Diesen Sommer bekam Taiwan einen unwahrscheinlichen Helden. Zwar sind Zebrastreifen eine Sache…aber sie werden liebend gerne von Fahrern teuerer Automobile als Parkplatz genutzt. Ein Mann in Taipei hatte davon die Schnauze voll, stieg auf das auf dem Zebrastreifen stehende Auto drauf und trat die Windschutzscheibe ein. Dabei brach sich unserer Held das Bein. Zwar musste der Mann für die Windschutzscheibe aufkommen, der Fahrer des illegal geparkten Autos aber muss Schmerzensgeld zahlen und bekam eine Geldstrafe dafür dass sein stationäres Auto, in dem er nicht drinnen saß, jemanden “angefahren” hat. Die Begründung ist einfach, das Auto hatte nichts auf dem Zebrastreifen zu suchen und das hat zu einem Unfall geführt. Die breite Bevölkerung feierte sowohl den Scheibentretter als auch das Urteil und tatsächlich sieht man seit dem deutlich weniger Autos auf dem Zebrastreifen.
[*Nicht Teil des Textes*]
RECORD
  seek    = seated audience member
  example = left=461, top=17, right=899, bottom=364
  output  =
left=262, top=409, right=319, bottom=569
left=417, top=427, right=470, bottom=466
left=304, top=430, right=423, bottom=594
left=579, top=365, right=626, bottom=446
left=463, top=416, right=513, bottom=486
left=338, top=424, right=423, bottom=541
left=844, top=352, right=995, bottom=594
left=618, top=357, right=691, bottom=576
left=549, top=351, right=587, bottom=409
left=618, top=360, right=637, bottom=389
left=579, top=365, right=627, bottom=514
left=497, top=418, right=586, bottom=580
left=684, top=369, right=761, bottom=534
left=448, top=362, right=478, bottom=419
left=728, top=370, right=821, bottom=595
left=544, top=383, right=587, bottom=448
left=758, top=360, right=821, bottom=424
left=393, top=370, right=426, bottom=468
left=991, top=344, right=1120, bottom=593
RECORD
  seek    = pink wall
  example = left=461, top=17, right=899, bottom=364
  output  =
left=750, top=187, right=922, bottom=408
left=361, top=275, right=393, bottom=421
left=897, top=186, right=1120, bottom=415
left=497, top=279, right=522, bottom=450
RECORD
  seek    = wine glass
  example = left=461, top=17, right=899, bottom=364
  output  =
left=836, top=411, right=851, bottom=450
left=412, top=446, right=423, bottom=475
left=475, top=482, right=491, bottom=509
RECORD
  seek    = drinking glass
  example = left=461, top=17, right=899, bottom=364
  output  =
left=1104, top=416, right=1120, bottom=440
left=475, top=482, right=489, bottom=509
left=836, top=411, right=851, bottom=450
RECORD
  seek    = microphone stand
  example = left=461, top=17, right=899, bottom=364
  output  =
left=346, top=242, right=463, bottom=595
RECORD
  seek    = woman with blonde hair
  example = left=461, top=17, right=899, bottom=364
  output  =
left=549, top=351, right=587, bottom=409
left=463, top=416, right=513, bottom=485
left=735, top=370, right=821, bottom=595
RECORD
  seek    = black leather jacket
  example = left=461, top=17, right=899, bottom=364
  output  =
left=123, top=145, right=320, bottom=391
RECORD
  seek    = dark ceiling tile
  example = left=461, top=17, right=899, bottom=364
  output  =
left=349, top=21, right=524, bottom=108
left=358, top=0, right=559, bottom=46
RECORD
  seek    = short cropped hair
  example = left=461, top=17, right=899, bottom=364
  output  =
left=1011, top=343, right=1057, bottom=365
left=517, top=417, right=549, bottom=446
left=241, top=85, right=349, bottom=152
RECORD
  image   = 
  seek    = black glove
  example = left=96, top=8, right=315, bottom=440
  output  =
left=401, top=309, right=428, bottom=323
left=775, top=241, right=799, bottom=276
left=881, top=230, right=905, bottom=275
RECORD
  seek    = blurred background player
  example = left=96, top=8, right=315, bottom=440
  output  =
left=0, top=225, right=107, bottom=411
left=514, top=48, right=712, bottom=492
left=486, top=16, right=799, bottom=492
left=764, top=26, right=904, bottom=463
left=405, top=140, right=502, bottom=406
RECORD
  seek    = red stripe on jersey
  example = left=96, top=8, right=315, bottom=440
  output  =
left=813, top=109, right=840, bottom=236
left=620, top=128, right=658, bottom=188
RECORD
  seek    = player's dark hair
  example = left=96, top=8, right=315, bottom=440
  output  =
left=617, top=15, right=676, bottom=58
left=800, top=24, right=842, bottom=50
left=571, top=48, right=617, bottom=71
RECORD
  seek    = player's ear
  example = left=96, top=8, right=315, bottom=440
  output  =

Als letztes Thema will ich noch Spionage und Braindrain ansprechen. In Taiwan sind die Löhne gering und die Aufstiegschancen eher so meh…aaaaaber der große böse Nachbar China hat ein riesen Intresse an taiwanesischen Ingenieuren und jedem der auch nur irgendwie was mit der Chip Industrie am Hut hat. Aber auch Militärspionage ist ein riesen Problem, vorallem seit Taiwan angefangen hat seine eigenen Racketen und U-Boote zu bauen. Dieses Jahr hat Taiwan sein erstes heimisch produzierte U-Boot fertiggestellt und es hat weniger als einen Tag gedauert, bis sich ein Überläufer mit den Plänen in Beijing eingefunden hat. Für den untreuen Ingenieur winkt eine saftige Prämie, ein Visum und ein Job auf dem Festland und weil Taiwan kein Schurkenstaat ist, kann der Ingenieur auch sicher sein, dass seiner Familie nichts angetan wird. Das alte Problem eines funktionierenden Rechtsstaates…

Bis zum nächsten Mal, haut rein!

2 thoughts on “Schattenwelten

  1. Die Unterwelt-Sachen sind ähnlich wie in Japan Anfang der 90er Jahre. Pachinko war das Glücksspiel dort, ebenfalls mit Sachgewinnen und Pfandhäusern.